3. Creating a MIFARE DESfire Template using the CCI Editor

DESfire cards take an entirely different approach to encoding compared to MIFARE Classic or Plus cards. With DESFire, you are able to define Applications and Files that contain information, each with specific access settings. Similar to MIFARE Classic, launch the CCI Editor, which will open to a blank window. Choose “File” → “New” → “DESFire”.

The Card settings panel will allow you to define general rules for your encoding template. A DESFire card features a Card master key that can be used to re-encode or erase the card at any time. All keys for DESFire cards can be encoded using 3DES, 3K3DES or AES encrypted keys. A key can be either generated or entered manually.

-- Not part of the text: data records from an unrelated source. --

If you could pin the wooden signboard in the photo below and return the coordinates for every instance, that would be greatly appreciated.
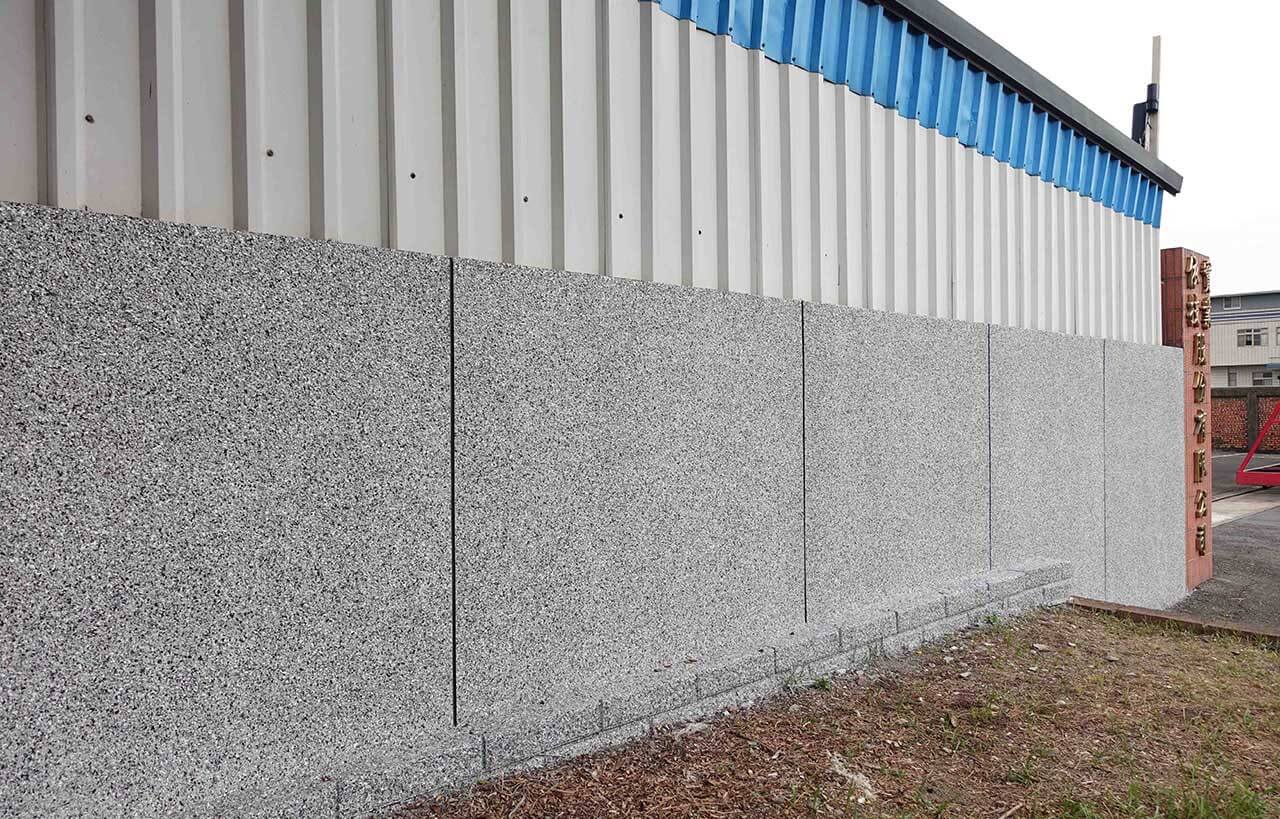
(1185, 312)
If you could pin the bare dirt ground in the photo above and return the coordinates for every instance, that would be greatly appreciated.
(1061, 713)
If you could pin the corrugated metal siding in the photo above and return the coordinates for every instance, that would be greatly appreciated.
(860, 45)
(608, 137)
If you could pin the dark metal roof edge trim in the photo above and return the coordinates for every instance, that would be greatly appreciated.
(965, 39)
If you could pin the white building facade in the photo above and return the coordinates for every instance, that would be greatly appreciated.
(1244, 339)
(881, 155)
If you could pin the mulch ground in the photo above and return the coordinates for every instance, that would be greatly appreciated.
(1060, 713)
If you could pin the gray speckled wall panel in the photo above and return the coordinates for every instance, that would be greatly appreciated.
(1046, 451)
(1144, 475)
(627, 480)
(224, 492)
(896, 430)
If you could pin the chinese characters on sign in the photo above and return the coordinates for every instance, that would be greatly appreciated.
(1197, 316)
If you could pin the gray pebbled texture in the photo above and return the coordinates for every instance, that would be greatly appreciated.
(627, 479)
(896, 442)
(1046, 451)
(225, 497)
(1144, 474)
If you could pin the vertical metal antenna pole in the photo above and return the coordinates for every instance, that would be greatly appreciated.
(1153, 117)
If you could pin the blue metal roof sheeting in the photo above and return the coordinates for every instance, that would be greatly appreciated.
(877, 54)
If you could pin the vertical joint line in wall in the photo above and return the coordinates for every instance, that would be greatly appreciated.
(388, 222)
(991, 562)
(506, 138)
(684, 58)
(449, 128)
(1105, 572)
(804, 475)
(453, 504)
(557, 132)
(603, 136)
(647, 159)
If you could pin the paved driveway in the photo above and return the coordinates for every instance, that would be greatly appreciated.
(1246, 584)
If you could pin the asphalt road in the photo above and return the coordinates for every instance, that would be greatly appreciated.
(1246, 584)
(1224, 471)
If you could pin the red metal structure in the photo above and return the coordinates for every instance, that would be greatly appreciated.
(1262, 475)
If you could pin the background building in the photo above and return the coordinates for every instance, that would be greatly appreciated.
(1246, 339)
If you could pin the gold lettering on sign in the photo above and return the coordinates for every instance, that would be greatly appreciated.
(1191, 270)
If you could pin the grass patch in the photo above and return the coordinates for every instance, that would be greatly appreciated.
(1059, 713)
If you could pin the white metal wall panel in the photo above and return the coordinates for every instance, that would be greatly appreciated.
(960, 230)
(877, 159)
(577, 136)
(200, 174)
(978, 214)
(796, 117)
(347, 193)
(699, 149)
(474, 201)
(22, 141)
(941, 215)
(897, 195)
(824, 172)
(604, 137)
(95, 87)
(734, 165)
(415, 164)
(661, 183)
(992, 241)
(850, 123)
(526, 136)
(270, 100)
(918, 237)
(1054, 248)
(1011, 278)
(620, 108)
(767, 165)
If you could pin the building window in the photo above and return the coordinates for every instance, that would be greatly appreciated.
(1251, 337)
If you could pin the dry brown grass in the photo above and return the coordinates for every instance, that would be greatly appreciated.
(1112, 719)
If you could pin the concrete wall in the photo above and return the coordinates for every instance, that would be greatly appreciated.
(1047, 442)
(225, 499)
(629, 479)
(896, 454)
(240, 570)
(594, 136)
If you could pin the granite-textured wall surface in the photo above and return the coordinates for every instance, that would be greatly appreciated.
(237, 573)
(225, 503)
(1047, 451)
(896, 454)
(1146, 479)
(627, 481)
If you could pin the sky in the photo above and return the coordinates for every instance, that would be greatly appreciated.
(1219, 123)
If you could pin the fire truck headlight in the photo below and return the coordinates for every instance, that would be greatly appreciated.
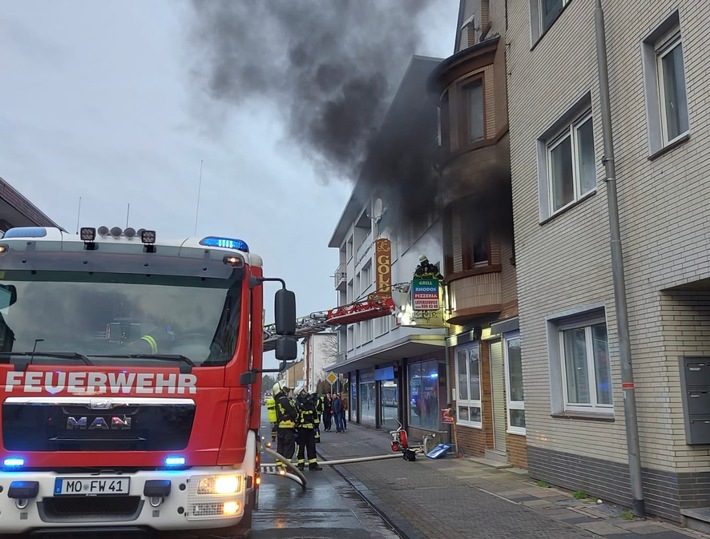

The other options for the Card settings dialog are self-explanatory, but must be decided with caution as they will impact how flexible the card can be used after being encoded. In addition to the default DESFire features, Reset keys are implemented that allow for cards to be repurposed, by users even though the Card master key might not be available. Distributing the Card master key might not be desirable because of possible security liabilities. Multiple Reset keys can be created to supply to different vendors.

BM_Encode_DESfire_01

Once Card settings have been defined, an Application can be created by choosing “Add application” on the bottom left of the screen. Doing so will automatically create an application titled “000001”. On the right side of the screen, information can be entered to define the Application such as a Description, an ID (Hexadecimal value) and the Encryption type. For each applications, settings are available that define future use of the application such as allowing the Master key to be changed or Authentication settings for accessing the data in the Application. Each Application can have up to 10 keys that can be distributed to vendors for use of the Application.

Once finished, choose “Add file” to create a file named “File 0” for the currently selected Application. Each file will contain a Description and a File number. Communication mode determines the way in which the File is allowed to exchange data. It is highly recommended to use the Encrypted setting, as the Plain (unencrypted) mode should only be used for data that does not contain sensitive information.

All DESFire File types are supported to accommodate integration with access control or payment systems that support the DESFire standard. For general purposes, select the “Standard data file” from the dropdown list.

Each file has individual settings for Read, Write and Read/Write access, as well as an access rule for changing these settings after encoding the card.

Standard file types require you to set the total file size. Keep in mind that this has to be equal to or greater than the total amount of bytes that are used by your File data. In our example, the total amount of data used is 42 bytes, but the file is given 64 bytes instead.

BM_Encode_DESfire_02

File data is added to the File in a similar fashion to defining MIFARE Classic or Plus templates. Select a data type from the dropdown box, and choose “Add” to create a new data block. Define the data format and alignment, as well as the Field as this will be the identifier once the CCI file is linked to your BadgeMaker Identity project.

Each DESFire template can contain a maximum of 32 Applications, and each Application can contain a maximum of 32 files.

Once completed, the template can be either saved to a human-readable XML format, or a password-encrypted CCI format. Both can be used to encode cards in your BadgeMaker Identity project.